Perhaps we take it for granted from time to time, that sprawling campus in Cooperstown. Fox Hospital, too, in Oneonta, and all the clinics and centers and caregiver offices filling the map in Otsego County.

In a nation whose rural regions are often challenged by a lack of access to quality health care or relegated to satellite status dozens of miles away from even the nearest emergency clinic, we’re fortunate indeed.

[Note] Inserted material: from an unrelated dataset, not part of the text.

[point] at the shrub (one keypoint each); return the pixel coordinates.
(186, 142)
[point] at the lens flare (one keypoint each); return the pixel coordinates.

Fortunate that 100 years ago this week, the doors opened on a hospital in the Village of Cooperstown, named after Dr. Mary Imogene Bassett to honor her steadfast dedication to caring for the people of her rural county. Fortunate, too, that Edward Severin Clark made building the hospital a philanthropic priority, that his brother, Stephen Clark, reopened its doors in 1927 as a medical, research, and teaching hospital, and that the Clark family and Scriven Foundation have, in the 10 decades intervening, kept Bassett and the communities it serves foremost in their work.

A century ago, there was no such thing as a “healthcare industry.” Messrs. Edward and Stephen Clark and the doctors with whom they worked at the time could not have foreseen the seismic changes that would overhaul local, regional, and national health care many times over in the decades to come. Predictive sciences and artificial intelligence available today may give us a better idea of what’s on or over the horizon, but the model the hospital’s founders created in the 1920s remains a foundation for whatever is to come.

Today’s healthcare industry is exactly that – out of necessity, a big business that to stay afloat must be flexible, forward-thinking, and growth-oriented. Bassett – once a standalone hospital in the southeastern corner of the Village – could not be immune from those changes if it was to survive. To thrive and continue to serve our rural population, it had to expand to what we now know as the more corporate-sounding Bassett Healthcare Network.

Business smarts and resiliency aren’t even the half of it, though – a healthcare network, in the end, succeeds only when the communities it serves believe and trust in it. It’s a deeply personal and emotional experience for each individual who walks through the door of a clinic, an office, an emergency room. Bassett succeeds. A big business, perhaps, but one with a small town feel that respects its rural roots.

“There are two things that strike me as Bassett’s greatest assets today,” Bassett Healthcare Network President and CEO Dr. Tommy Ibrahim said in a statement to The Freeman’s Journal / Hometown Oneonta. “The first is this sure foundation provided by Mary Imogene Bassett and our other founders. The second is the hard work, dedication, and excellence of our caregivers and practitioners as they build on that foundation.”

We agree, and we applaud Dr. Ibrahim and his predecessors, the Clark Family, the Scriven Foundation, board members, staff, caregivers, and practitioners past and present throughout the Bassett Healthcare Network who have served us for the past century. It’s a hard-won achievement that can’t rest on the laurels we toss in their direction today, but it is a legacy and a future that we do not take for granted and for which we are genuinely grateful.